When my parents told me my mom had cancer, I wasn’t sure what to think. I was in 6th grade and knew of a few people who had cancer. My friend’s uncle had cancer, and he passed away. But another friend’s mom had cancer, and she was fine. I was 11 and very matter-of-fact. My mom looked fine. She still got up every morning, drove me to school, and made me lunch. I thought maybe the doctor had made a mistake. But after a few weeks, I noticed a change. She seemed tired, and my dad told me she had to have an operation and would be in the hospital for our birthdays. My mom and I were both born on September 3rd and always celebrated our birthdays together. I was disappointed that this year would be different, but I was looking forward to my grandmom coming and staying with us. On the day of her operation, I hugged her goodbye before I left for school. That morning on the loudspeaker, they prayed for my mom. Everyone’s eyes seemed to be on me. At lunch, a classmate told me her mom was going to the prayer service that night for my mom. That’s when I started to get scared. Was my mom really sick? It seemed like everyone else knew what was going on but me.

Looking back, I know my parents were struggling with their own emotions, and my sisters were trying to protect me, but it was the “not” knowing that caused me anxiety and fear. At a young age, I may not have been able to comprehend as much information as my older sisters, but I was old enough to have questions. So, I started asking. I was surprised by how open and honest my parents were in answering and explaining. I wasn’t sure why they hadn’t been that way from the beginning. 

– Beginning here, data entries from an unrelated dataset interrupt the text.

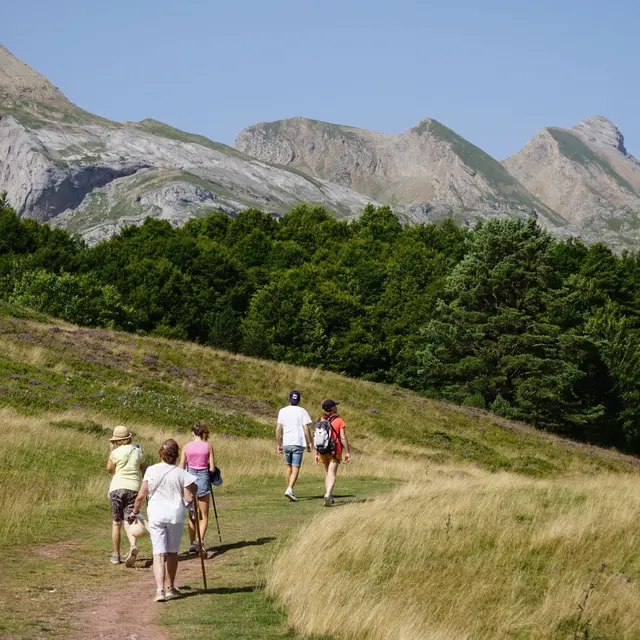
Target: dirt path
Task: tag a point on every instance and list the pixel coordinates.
(127, 611)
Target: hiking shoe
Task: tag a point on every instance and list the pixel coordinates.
(130, 560)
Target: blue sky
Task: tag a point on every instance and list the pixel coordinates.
(496, 71)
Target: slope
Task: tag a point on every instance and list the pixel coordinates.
(429, 170)
(587, 175)
(60, 163)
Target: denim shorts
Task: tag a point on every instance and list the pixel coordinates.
(122, 501)
(202, 481)
(293, 455)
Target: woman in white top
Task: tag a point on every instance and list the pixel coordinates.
(168, 487)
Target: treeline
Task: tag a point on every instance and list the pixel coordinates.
(505, 317)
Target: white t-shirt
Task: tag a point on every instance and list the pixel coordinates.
(293, 419)
(166, 502)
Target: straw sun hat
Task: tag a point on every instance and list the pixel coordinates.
(120, 433)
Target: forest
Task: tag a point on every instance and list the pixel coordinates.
(504, 317)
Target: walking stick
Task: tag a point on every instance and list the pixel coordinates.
(197, 524)
(215, 511)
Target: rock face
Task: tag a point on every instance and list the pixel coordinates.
(585, 174)
(61, 164)
(428, 171)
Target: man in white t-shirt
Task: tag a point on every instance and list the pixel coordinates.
(292, 427)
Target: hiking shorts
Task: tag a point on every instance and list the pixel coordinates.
(325, 458)
(165, 537)
(202, 481)
(122, 503)
(293, 455)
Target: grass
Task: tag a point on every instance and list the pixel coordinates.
(63, 388)
(493, 556)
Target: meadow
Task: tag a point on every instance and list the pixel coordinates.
(452, 523)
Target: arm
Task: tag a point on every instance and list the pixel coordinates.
(345, 444)
(212, 459)
(307, 430)
(142, 494)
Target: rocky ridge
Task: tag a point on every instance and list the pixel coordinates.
(61, 164)
(427, 172)
(586, 174)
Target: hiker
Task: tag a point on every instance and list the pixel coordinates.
(330, 441)
(198, 459)
(292, 428)
(127, 466)
(167, 486)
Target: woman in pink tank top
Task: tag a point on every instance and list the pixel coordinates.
(198, 459)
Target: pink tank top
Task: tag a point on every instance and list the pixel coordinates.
(197, 454)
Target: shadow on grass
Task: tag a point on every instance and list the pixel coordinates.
(214, 552)
(321, 497)
(221, 591)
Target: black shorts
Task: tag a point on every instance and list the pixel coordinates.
(122, 503)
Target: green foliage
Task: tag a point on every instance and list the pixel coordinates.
(505, 317)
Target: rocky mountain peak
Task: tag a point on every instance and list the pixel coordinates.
(19, 81)
(600, 130)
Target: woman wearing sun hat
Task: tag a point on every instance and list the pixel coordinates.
(126, 464)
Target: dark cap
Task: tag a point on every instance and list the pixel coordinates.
(328, 405)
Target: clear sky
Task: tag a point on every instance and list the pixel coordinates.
(496, 71)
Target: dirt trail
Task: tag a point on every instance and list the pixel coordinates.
(126, 611)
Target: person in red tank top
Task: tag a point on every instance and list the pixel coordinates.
(331, 462)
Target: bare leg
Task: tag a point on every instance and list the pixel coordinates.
(330, 470)
(172, 568)
(192, 530)
(115, 536)
(158, 568)
(287, 475)
(293, 476)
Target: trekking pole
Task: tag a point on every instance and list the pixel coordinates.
(197, 524)
(215, 511)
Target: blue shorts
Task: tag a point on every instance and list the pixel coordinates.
(293, 455)
(202, 481)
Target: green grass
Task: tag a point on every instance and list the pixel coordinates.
(63, 388)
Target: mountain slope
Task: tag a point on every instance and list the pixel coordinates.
(427, 170)
(60, 163)
(586, 174)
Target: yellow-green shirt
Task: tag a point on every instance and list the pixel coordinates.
(127, 459)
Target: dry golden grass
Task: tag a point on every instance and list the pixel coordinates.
(471, 557)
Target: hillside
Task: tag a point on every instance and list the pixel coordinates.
(429, 171)
(587, 175)
(64, 388)
(91, 175)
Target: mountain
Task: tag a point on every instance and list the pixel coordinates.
(427, 172)
(585, 174)
(62, 164)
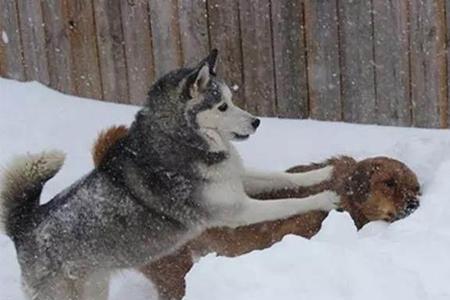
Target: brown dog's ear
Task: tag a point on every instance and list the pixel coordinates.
(105, 140)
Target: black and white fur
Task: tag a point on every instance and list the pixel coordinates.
(173, 175)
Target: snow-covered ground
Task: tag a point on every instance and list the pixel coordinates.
(409, 259)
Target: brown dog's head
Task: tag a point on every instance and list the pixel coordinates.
(380, 188)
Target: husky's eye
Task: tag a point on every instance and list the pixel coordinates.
(223, 107)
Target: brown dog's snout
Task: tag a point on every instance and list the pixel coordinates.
(412, 205)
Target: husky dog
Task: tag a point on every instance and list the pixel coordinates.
(172, 176)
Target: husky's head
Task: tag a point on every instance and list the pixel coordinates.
(197, 98)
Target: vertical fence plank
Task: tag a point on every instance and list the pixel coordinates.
(193, 30)
(447, 46)
(323, 60)
(290, 58)
(166, 36)
(57, 46)
(33, 40)
(224, 34)
(84, 54)
(357, 65)
(138, 49)
(257, 55)
(10, 41)
(392, 62)
(427, 62)
(110, 42)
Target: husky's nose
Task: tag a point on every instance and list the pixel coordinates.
(256, 123)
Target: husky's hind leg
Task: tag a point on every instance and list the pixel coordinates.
(54, 288)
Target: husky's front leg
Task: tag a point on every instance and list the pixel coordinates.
(253, 211)
(256, 182)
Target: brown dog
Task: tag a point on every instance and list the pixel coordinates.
(373, 189)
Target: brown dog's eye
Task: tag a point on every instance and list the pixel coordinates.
(390, 183)
(223, 107)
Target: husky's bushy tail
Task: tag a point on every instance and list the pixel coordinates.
(21, 187)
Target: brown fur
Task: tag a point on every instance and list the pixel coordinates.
(372, 189)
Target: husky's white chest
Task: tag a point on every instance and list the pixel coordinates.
(223, 189)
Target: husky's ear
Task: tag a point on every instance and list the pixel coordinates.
(198, 80)
(211, 60)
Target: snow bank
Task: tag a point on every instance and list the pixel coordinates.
(405, 260)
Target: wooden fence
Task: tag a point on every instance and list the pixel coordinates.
(367, 61)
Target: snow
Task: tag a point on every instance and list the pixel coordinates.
(405, 260)
(5, 37)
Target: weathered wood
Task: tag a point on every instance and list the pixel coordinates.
(357, 61)
(57, 46)
(290, 58)
(10, 41)
(111, 48)
(165, 36)
(323, 60)
(427, 62)
(447, 11)
(138, 49)
(83, 44)
(2, 54)
(392, 62)
(257, 53)
(224, 34)
(193, 30)
(33, 41)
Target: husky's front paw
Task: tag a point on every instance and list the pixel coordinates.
(313, 177)
(329, 200)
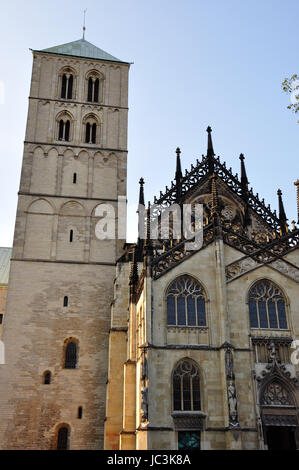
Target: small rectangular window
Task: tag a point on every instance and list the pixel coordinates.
(188, 440)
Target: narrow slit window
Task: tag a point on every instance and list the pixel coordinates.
(63, 86)
(94, 133)
(90, 87)
(87, 134)
(67, 131)
(70, 87)
(96, 90)
(61, 129)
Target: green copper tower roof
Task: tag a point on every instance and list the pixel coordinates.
(81, 48)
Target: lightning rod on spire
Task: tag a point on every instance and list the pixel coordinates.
(84, 28)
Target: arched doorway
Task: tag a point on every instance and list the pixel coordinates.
(279, 414)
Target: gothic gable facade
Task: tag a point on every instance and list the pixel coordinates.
(193, 346)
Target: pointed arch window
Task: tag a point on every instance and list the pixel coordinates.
(70, 355)
(186, 386)
(186, 303)
(267, 306)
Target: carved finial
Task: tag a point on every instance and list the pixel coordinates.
(297, 186)
(141, 192)
(178, 173)
(282, 215)
(133, 273)
(244, 185)
(148, 242)
(210, 151)
(84, 28)
(215, 202)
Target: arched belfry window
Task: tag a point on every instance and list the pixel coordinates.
(267, 306)
(94, 87)
(62, 438)
(64, 127)
(186, 303)
(67, 79)
(91, 126)
(71, 353)
(186, 386)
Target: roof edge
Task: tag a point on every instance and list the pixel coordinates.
(80, 57)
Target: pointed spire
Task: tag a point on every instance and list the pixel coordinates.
(148, 242)
(215, 207)
(282, 215)
(297, 186)
(141, 225)
(141, 192)
(133, 273)
(84, 27)
(244, 180)
(210, 151)
(178, 174)
(215, 201)
(244, 185)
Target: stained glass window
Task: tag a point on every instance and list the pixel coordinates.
(186, 387)
(267, 306)
(186, 305)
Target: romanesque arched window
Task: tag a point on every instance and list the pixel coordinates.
(90, 124)
(64, 127)
(66, 80)
(94, 86)
(70, 355)
(62, 438)
(186, 386)
(267, 306)
(186, 304)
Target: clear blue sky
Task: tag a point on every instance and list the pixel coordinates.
(196, 63)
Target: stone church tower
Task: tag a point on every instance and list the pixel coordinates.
(53, 385)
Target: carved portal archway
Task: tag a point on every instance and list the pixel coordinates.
(278, 409)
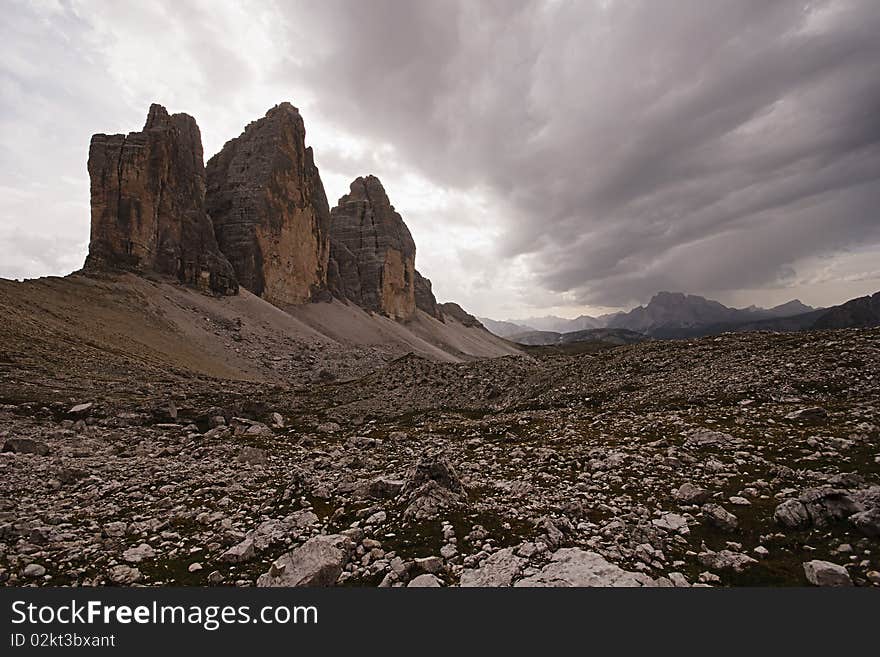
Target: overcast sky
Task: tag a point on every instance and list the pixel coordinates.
(548, 157)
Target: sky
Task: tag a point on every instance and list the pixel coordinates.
(549, 157)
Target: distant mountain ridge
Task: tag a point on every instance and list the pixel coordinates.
(606, 335)
(678, 315)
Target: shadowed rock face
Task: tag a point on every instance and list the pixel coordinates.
(148, 204)
(373, 252)
(425, 299)
(269, 209)
(458, 313)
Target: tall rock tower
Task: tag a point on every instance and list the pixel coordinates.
(148, 204)
(270, 211)
(372, 251)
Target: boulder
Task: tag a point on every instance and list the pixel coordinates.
(825, 573)
(317, 562)
(687, 493)
(25, 446)
(500, 569)
(816, 507)
(424, 581)
(719, 517)
(424, 296)
(431, 487)
(867, 522)
(577, 567)
(726, 560)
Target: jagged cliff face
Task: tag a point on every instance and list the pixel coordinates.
(269, 209)
(148, 204)
(425, 299)
(372, 251)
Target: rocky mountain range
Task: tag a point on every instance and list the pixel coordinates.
(246, 387)
(677, 315)
(148, 204)
(256, 216)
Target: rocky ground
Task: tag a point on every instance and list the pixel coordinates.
(747, 459)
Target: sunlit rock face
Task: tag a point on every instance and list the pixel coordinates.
(148, 204)
(372, 252)
(270, 211)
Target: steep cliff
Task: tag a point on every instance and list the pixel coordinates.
(269, 209)
(148, 204)
(372, 251)
(425, 299)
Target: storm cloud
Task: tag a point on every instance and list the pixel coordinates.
(585, 154)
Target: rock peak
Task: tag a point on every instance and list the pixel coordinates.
(269, 209)
(148, 204)
(157, 117)
(372, 251)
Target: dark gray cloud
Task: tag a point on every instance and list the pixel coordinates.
(640, 145)
(547, 155)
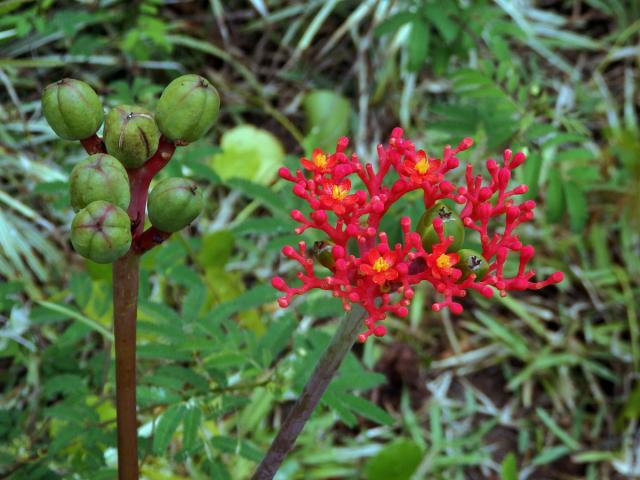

But I know now the situation was new to them too. They were unsure what to say and when the right time to say it was. I think it was a relief for them when I started the dialogue. 

Since then, my sisters and I have been very involved with my mom’s health. A few years ago, she let us come to one of her doctor appointments. In the true nature of my mother, she introduced us to her oncologist  “these are my three girls, and this is why you need to keep me alive.”  He gave her an awkward smile. I am not sure he gets my mom’s sense of humor. Cancer affects everyone in a family, not just the person with the diagnosis but their loved ones as well. Looking back, being able to speak openly with my family helped me express my sadness and fears. Having a parent with cancer is never easy but having the support of my family helped me cope.